All profit supporting special needs music education and Help Musicians
Tutorials

email - Hacked

kevgermany

ex Landrover Nut
Subscriber
Messages
21,947
My hotmail email account was hacked and used this week to send out lots of rather unpleasant emails, and it's the one I use for the forum emails. :shocked:

If you got a suspicious email from me, please don't open it, or worse click on the attachments/links.. :w00t:

Funny thing is it happened to a friend in Canada as well, a couple of days before. I hadn't heard from her for ages, so I don't think it's linked.
 

jonf

Well-Known Member
Messages
3,680
Happened to me a while ago. My anti-virus software didn't get it. I cleaned up using Malwarebytes and changed my password to a new, stronger one.
 

kevgermany

ex Landrover Nut
Subscriber
Messages
21,947
Well, for what it's worth - I sent an email to all the addresses in my mailing list, saying I'd been hacked. I got the usual replies. And one from ebay's spoof mail service.... Saying my warning was a phishing scam..

So just what do ebay actually do with the bad stuff you send them?
 

JasonC

Member
Messages
217
Hotmail accounts are hacked all the time, pretty much all of my friends accounts have been hacked and I've had dodgy emails from them all!
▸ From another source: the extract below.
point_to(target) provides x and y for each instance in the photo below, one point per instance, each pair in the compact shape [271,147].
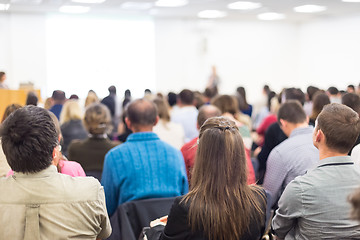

I would recommend a Gmail account instead and enable 2-step verification, it is far more secure. Also make sure when you use your accounts (if you use the web based interface) that the address begins with HTTPS, with the S being the important bit.

Hope this helps, although a little late :)
 

Dave McLaughlin

Sesquipedalian
Subscriber
Messages
305
You should also be aware that there are some types of malware that search through a user's address book on an infected machine and send emails to addresses in that book, but forge the headers to make the email appear to come from another address in the book. If that happens, it's not the person whose email appears in the From: field that has the malware at all. These things were quite common a few years ago, but I've been seeing some evidence of them again in the past few weeks.
 

kevgermany

ex Landrover Nut
Subscriber
Messages
21,947
That S is a really good tip, Thanks for highlighting it Jason. not too sure I want to go with gmail. As admin on another web site, as well as here, I'll mention that most of our spammers have gmail addresses - and someone signing up with a gmail address has to do a lot of convincing for me to let them in...

Thanks dave, good point and I've been hit by that one in the past as well. B....s were spamming me, as well as others, from one of my addresses, and I ended up with a banned account in many places.... Took some sorting out... The hotmail hack this time didn't spoof the headers, and the spams were nicely copied into my sent folder.

I still want to know how they got hold of my password, though....
 

JasonC

Member
Messages
217
I get your point about spammers using Gmail addresses but, surely the same can be said for any free email account? anyone can set up a hotmail, yahoo account etc. As it happens I use a paid for Gmail account with my own domain name as the address, so this might be worth looking at instead of the free one, it takes a little more setting up though.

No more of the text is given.